Last week I met
An exchange over chocolate egg creams and a BLT burger at a plywood burger bar in the Lower East Side:
That night was an excellent night for confirming that OMG Internet People Are Real, as we got to see Sophie Madeleine play live at Pianos, a tiny hipster/folk bar in the LES. (If you read my blog, she needs no introduction; it's no secret I'm a huge fan of her music.) There's something bizarre, dreamlike even, about watching your favorite YouTube star play a set in the same venue one of your old college buddies plays once a month, accompanied by a longtime Internet friend whose face you have previously only seen in livejournal icons. Especially when said YouTube star is wearing the exact same cream blazer, wraparound skirt, and purple leggings as she is in your favorite videorecording of her, the only difference being that she is extremely nervous instead of soothingly calm (this was her first U.S. show) and the venue is so empty that if you didn't know she was an Internet celebrity she would easily pass for just another obscure, underrated local talent doing her usual lonely weeknight act.

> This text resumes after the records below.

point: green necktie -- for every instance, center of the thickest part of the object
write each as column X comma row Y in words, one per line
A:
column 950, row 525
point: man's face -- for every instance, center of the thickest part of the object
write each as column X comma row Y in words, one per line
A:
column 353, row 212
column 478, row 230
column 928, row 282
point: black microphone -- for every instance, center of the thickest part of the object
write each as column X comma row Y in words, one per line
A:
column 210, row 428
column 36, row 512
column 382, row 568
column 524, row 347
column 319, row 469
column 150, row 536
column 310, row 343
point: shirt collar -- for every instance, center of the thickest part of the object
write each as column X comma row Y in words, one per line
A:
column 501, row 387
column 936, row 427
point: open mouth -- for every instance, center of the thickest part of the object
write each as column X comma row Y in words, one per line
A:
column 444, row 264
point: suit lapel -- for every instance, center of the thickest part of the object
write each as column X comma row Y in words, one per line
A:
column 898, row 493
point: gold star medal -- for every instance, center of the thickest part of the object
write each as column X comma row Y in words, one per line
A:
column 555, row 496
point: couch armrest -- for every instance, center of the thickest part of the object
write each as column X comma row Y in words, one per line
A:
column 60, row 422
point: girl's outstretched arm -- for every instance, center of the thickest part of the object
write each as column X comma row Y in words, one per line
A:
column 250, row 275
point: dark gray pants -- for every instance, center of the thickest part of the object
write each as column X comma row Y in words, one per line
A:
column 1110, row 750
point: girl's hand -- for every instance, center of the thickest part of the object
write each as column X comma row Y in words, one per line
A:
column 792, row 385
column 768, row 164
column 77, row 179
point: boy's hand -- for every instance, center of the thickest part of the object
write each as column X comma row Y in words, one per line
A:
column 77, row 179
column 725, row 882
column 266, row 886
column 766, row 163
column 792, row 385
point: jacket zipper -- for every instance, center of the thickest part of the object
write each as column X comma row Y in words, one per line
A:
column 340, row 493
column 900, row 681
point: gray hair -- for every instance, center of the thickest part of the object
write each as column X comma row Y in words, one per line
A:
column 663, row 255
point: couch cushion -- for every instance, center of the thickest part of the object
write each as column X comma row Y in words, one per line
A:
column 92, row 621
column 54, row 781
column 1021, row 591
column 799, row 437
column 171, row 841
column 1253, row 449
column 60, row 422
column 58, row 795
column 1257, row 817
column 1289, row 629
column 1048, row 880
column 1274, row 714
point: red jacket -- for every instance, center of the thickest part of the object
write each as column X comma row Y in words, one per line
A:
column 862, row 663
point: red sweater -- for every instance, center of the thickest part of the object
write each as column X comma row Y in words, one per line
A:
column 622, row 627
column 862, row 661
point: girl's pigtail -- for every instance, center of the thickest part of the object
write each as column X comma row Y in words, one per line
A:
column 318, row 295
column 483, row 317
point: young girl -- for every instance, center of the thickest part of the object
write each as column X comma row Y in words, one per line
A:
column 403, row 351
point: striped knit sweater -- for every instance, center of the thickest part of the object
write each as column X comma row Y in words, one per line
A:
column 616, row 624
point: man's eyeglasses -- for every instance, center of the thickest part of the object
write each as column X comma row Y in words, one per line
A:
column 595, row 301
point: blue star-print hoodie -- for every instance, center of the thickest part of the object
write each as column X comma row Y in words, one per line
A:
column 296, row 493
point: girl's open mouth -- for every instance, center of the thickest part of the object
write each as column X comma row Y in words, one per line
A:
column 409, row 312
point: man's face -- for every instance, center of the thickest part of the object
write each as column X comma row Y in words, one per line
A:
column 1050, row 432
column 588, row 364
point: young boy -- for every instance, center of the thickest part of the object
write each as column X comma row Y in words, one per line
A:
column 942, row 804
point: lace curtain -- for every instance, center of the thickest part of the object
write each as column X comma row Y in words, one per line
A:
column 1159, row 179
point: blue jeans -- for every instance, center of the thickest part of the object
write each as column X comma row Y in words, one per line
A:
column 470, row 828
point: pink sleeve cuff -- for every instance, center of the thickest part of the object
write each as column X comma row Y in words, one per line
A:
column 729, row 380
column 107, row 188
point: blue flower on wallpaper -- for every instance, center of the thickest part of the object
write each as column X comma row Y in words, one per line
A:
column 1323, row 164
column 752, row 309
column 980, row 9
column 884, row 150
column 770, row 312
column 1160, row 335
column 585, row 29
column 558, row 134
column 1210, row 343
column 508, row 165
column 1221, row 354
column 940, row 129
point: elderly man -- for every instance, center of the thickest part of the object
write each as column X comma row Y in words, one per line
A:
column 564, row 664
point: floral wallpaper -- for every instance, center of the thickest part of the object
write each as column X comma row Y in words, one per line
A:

Sophie's set was very good. Not sublime, like the Crypt Sessions were--even a venue as quiet as Pianos couldn't compete with the intimacy of a basement set, or the small bedroom from which she became an Internet sensation--but despite the hair-scratching, skirt-smoothing stage terror she was understandably experiencing her well-honed musicianship and heart-rendingly expressive voice managed to carry her through. The acoustics were terrible, and the audience, being mostly small groups of smug New York hipsters who stared at me blankly when I tried to make conversation with them after the show, was largely too sober to be moved. But Sophie gradually managed to overcome this incredibly awkward atmosphere and just do her thing, and by the final song--a catchy and unusually upbeat new number Sophie hasn't named yet--she was just as in the groove and charmingly British as she is her videos, and she had even the hipsters bobbing their heads and clapping their hands to the beat. (Not the same level of perky cheerfulness as she has in her videos with Hannah Rockcliffe, but, well. The chemistry those two have as Rocky and Balls is magic.)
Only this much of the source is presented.